If a deaf or hard of hearing student satisfies the entrance requirements for a course, then all "reasonable adjustments" must be made to enable that student to complete the course, such as:

  • Providing interpreters and/or notetakers
  • Adjusting pace or class work plan to allow the interpreter to perform their duties
  • Arranging for alternative assessment or information in other formats


Communication

  • Talk directly to the person and not to the interpreter.
  • Speak clearly and concisely.
  • Use normal speech and language with a normal tone, rate and loudness.
  • Use facial expressions and gestures.
  • There is no need to use exaggerated lip movements.
  • Use sentences/phrases and not single words. Isolated words are difficult for the hearing impaired person to understand as without contextual clues meaning is limited.
  • Be careful not to obscure your mouth when speaking. Keep your hands away from your face.
  • Rephrase rather than continue to repeat.
  • Cue the student into conversations, "We were talking about…"
  • Be aware of gaining the student's attention when beginning new dialogue.
  • Sounds such as k, t, n and ng cannot be detected from lip movements.

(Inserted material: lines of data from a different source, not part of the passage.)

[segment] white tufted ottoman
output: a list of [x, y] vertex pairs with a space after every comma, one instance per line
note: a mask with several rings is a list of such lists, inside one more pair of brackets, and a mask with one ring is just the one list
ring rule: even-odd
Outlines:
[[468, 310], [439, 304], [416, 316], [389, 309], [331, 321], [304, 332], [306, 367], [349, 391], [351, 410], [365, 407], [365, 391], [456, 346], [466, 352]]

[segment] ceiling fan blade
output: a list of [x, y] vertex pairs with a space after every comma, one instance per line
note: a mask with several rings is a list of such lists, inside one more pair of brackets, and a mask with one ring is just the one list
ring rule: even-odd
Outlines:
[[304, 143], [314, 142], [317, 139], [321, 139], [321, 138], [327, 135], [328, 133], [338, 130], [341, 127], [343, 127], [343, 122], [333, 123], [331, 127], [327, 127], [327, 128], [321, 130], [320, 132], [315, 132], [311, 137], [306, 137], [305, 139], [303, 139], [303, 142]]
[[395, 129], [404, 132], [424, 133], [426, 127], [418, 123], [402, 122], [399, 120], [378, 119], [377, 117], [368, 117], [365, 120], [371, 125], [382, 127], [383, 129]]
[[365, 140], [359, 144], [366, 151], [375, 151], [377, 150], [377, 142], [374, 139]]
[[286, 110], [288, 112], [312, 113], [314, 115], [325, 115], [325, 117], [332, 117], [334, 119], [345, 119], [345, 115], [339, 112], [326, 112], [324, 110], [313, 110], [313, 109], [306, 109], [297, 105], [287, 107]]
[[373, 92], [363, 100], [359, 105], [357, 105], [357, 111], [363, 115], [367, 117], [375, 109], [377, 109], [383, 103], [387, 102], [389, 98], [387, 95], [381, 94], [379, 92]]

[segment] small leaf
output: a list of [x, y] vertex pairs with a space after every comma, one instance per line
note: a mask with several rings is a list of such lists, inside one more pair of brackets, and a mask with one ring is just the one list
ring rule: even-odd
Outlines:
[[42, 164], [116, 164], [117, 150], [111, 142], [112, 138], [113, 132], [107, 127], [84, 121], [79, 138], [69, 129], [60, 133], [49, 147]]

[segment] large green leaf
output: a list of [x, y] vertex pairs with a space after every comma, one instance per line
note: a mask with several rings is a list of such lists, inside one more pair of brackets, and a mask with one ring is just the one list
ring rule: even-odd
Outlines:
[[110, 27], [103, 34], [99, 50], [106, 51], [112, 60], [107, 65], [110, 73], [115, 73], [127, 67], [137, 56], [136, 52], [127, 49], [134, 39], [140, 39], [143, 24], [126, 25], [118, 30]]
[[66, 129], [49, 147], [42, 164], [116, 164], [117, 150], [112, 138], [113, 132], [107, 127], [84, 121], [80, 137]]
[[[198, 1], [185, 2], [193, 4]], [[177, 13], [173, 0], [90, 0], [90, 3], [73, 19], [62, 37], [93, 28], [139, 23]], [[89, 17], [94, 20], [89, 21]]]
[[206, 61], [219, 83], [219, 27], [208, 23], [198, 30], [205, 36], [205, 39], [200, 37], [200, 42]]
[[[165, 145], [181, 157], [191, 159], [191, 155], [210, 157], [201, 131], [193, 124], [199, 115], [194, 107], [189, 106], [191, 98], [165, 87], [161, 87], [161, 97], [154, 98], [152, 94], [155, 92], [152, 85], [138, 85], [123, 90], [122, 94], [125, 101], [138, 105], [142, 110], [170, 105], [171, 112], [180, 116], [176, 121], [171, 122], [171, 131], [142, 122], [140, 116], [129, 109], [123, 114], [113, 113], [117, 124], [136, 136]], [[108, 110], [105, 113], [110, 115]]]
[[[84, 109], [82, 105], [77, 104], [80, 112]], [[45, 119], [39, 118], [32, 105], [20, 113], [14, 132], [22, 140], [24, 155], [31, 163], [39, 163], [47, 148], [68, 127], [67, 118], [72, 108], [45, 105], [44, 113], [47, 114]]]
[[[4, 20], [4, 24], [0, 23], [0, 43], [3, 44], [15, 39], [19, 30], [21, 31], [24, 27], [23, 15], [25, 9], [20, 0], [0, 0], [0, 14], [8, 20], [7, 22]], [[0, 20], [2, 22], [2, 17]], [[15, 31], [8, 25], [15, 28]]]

Words such as fan and van, park and bark are easily seen, but almost impossible to differentiate.
  • Take the opportunity to work closely with the student.
  • Encourage the student to use a friend to clarify/reinforce instructions.
  • Use a notepad and write your message.
  • Use finger spelling or sign language.

Remember to:

  • Be open with the student.
  • Be aware of student attitudes.
  • Discuss with the student ways in which a more effective learning and teaching environment can be provided.


Teaching Aids

  • Use visual presentations as much as possible e.g. diagrams, writing definitions/key words/formulas on the blackboard.
  • Avoid uncaptioned videos or tape recordings.
  • Lip reading and watching signing can be exhausting, so avoid student strain and fatigue by alternating between discussion and reading/activity time.
  • When using an overhead projector face the group when speaking and do not talk to the screen. Provide copies of notes and overheads in advance.


Ideal Classroom Organisation

  • Face the class/hearing impaired student when instructing rather than the blackboard.
  • Have the light on your face when you are speaking, i.e. not standing with your back to the window.
  • Try to avoid walking around the room while teaching.
  • Ensure the seating arrangements allow the hearing impaired student to be proximate to and see clearly the person/s speaking to the class. A circular or 'U' shape may be best.
  • For a student with a unilateral hearing loss (one ear) it is vital that the student's unimpaired ear is directed towards the speaker.
  • Be aware of background noise e.g. traffic/gardening/ adjacent classes/passage noise. Where possible use a carpeted room to reduce peripheral noise.


Group Discussions/Tutorials

Group discussions and tutorials are often difficult settings for a hearing impaired student. The following may be helpful:

  • Arrange seating so that as many faces as possible are visible to the deaf student.
  • Indicate the speaker by pointing to new speakers.
  • Repeating/rephrasing comments may be necessary.
  • The student could tape discussions to be transcribed at a later time.